Additionally, movement of ions across cell membranes
had been observed, suggesting that some sort of transport
is system is present. To maintain normal intracellular Na
and K concentrations, the transport system could not
rely on passive diffusion because both ions must move
across the membrane against their concentration gradients.
This energy-requiring process was termed active transport.
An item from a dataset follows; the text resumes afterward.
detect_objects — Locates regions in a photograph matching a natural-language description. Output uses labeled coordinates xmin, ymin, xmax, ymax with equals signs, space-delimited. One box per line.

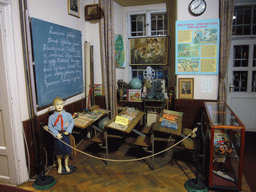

At the time of Skou’s experiments, the mechanism of
active transport was still unclear. Surprisingly, Skou had
no intention of helping to clarify the field. He found the
Na/K ATPase completely by accident in his search for
an abundant, easily measured enzyme activity associated
with lipid membranes. A recent study had shown that
membranes derived from squid axons contained a membrane-associated enzyme that could hydrolyze ATP.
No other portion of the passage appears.